The closing of the last Borders bookstores in 2011 continues to reverberate in communities across the country; nowhere is that more evident than in Ann Arbor, Mich., where Borders’ flagship store and its corporate headquarters were located. Peter Blackshear, who worked for 19 years at Borders, including seven as a bookseller and 12 as a bargain book buyer for the company, is opening an independent bookstore on the northeast end of town, about a mile from downtown. Bookbound will open its doors mid to late August, with a grand opening celebration scheduled for September 7. It is the second independent bookstore to open in Ann Arbor in the past year: Literati opened its doors in downtown Ann Arbor the last day of March.

“I’d dreamed for many years of having a store of my own,” Blackshear told PW, “When Borders closed, I thought maybe there was a window of opportunity to start my own business.”

While Blackshear has almost two decades of bookselling experience, beginning with a stint at Borders’ “Store #14” in Birmingham, Mich., his wife, Megan Blackshear, has no previous bookselling experience. But, she says, working for a local nonprofit, Foodgatherers, has helped her with her entrée into bookselling; her extensive administrative, marketing, and fundraising background includes organizing events as well. The two intend to hire “one or two” part-time employees, and say that with so many former Borders employees still living in the Ann Arbor area, hiring experienced booksellers won’t be difficult.

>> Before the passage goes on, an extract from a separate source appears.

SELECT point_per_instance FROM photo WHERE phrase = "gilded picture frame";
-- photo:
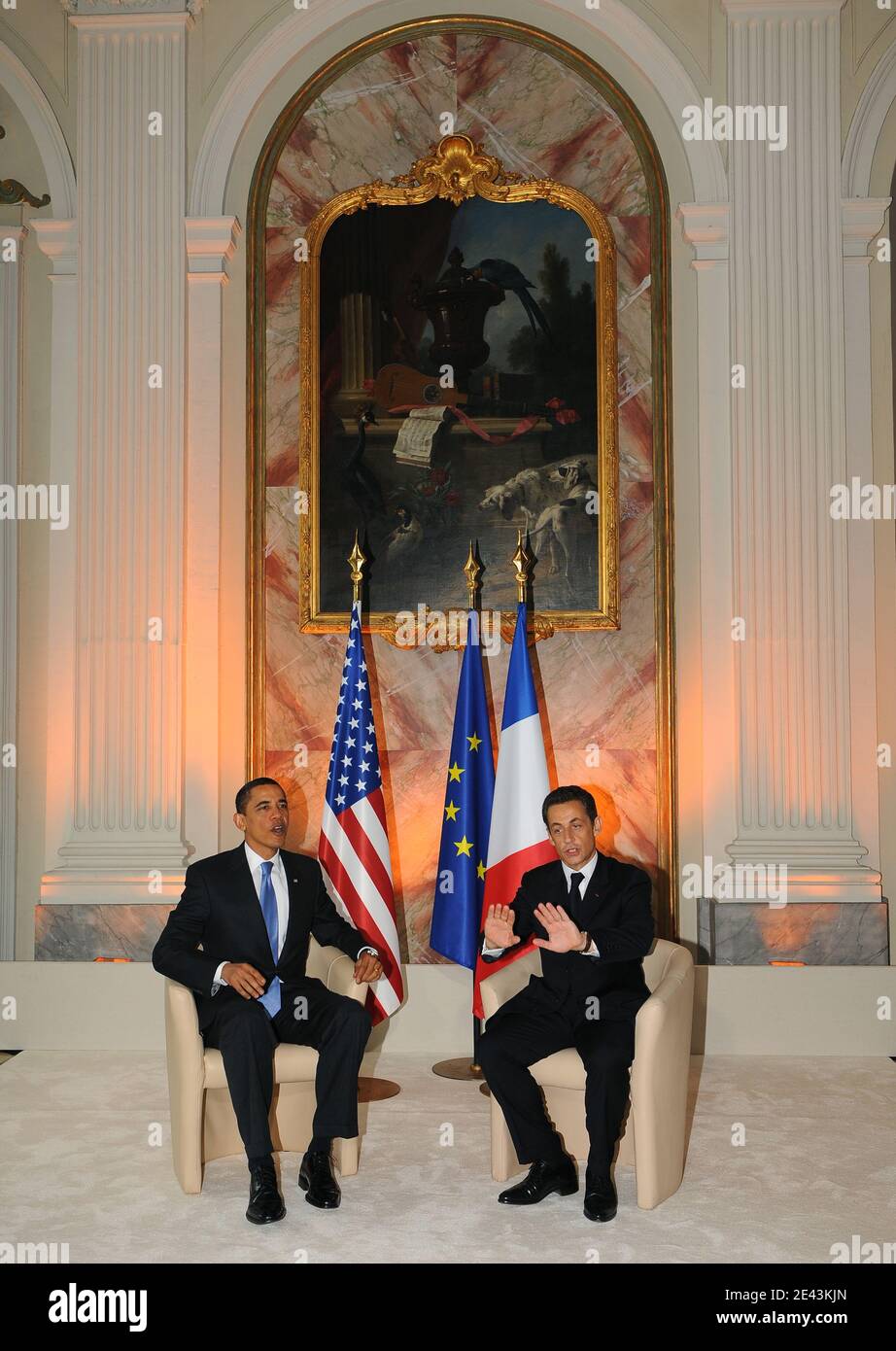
(457, 170)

Bookbound is located in a 2,400-square-foot building in a small shopping center comprised of local businesses located near the University of Michigan’s north campus. The store is located in, its co-owners say, an ethnically diverse neighborhood with highly educated residents, many of them graduate students and young families. Bookbound will stock in its 2,000-square-foot retail area a large selection of bargain books as well as children’s books. There will be a small used book selection added to the mix.

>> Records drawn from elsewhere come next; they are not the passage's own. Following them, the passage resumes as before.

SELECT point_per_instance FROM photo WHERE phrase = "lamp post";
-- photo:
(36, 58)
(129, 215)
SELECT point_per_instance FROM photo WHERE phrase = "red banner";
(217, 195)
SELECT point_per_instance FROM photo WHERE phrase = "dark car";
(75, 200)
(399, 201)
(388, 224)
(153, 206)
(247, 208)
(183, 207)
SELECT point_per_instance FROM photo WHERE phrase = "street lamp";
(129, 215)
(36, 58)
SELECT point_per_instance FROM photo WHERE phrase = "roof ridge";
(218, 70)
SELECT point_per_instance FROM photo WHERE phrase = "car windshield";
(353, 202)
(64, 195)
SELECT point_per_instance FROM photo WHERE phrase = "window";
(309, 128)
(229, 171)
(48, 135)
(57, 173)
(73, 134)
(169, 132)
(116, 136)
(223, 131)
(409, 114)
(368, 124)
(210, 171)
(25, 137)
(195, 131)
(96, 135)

“We’re also buying a lot of our own favorites, which tend to be midlist titles; we’ll handsell them,” Peter Blackshear said. The store will carry, “to start with,” 10,000 titles, 50% trade and 50% remainders. One-third of the inventory will be children’s books.

The Blackshears are confident that, with three full-service independents -- Nicola’s Books on the west side of town, Literati in the downtown area, and Bookbound on the east side -- Ann Arbor residents once again will be well-served with full-service general bookstores.